And to the children of Sandy Hook Elementary School.
This book would not have been possible without the help of my readers, many of whom contributed directly to the expense of its production. Most notable among those readers is Jay Bidwell, who stepped in when Sir Edward was faltering. I would also like to thank Chris Pourteau, Mary Wikswo and Joseph Finley for their generous support of Edward’s campaign.
I should, of course, offer my gratitude to my beta readers: Jeff Fuller, Robert Duperre, Patie Polczyk, Kathy King, Randy L. Johnson, and Susan Johnson Crowe. This book would be a shadow of what it is without their help.

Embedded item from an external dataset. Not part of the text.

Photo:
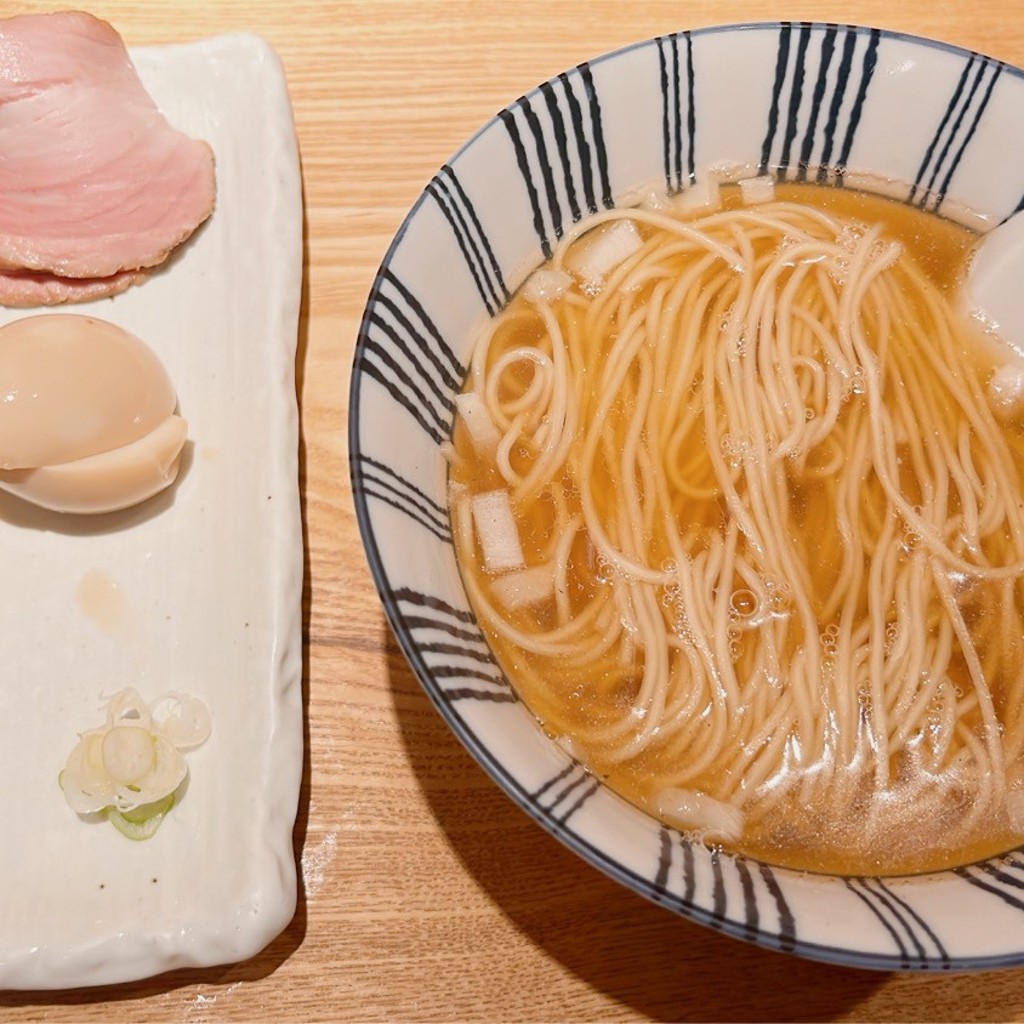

I would be remiss if I didn’t mention my lovely fiancée, Annabelle Page, who is my editor, art director, project manager and counselor. She is my Elizabeth, so it is only fitting that I used her image as Sir Edward’s Elizabeth on the cover of this book.
I would like to thank the Knights of Calas for your hard work and brilliant suggestions. Together we will conquer the world.
Lastly, I would like to thank my parents, Nick and Rina, whose eternal support keeps me from the ditches of life.
Table of Contents
Episode 1 Map
Men will follow anyone. I have watched fools lead battalions and cowards command armies. I have met lecherous bishops who guide flocks upon the paths of morality, and madmen who rule entire kingdoms. And I have learned in my days upon this earth that it is not the wisest or bravest or even the most sensible who lead; it is the loudest.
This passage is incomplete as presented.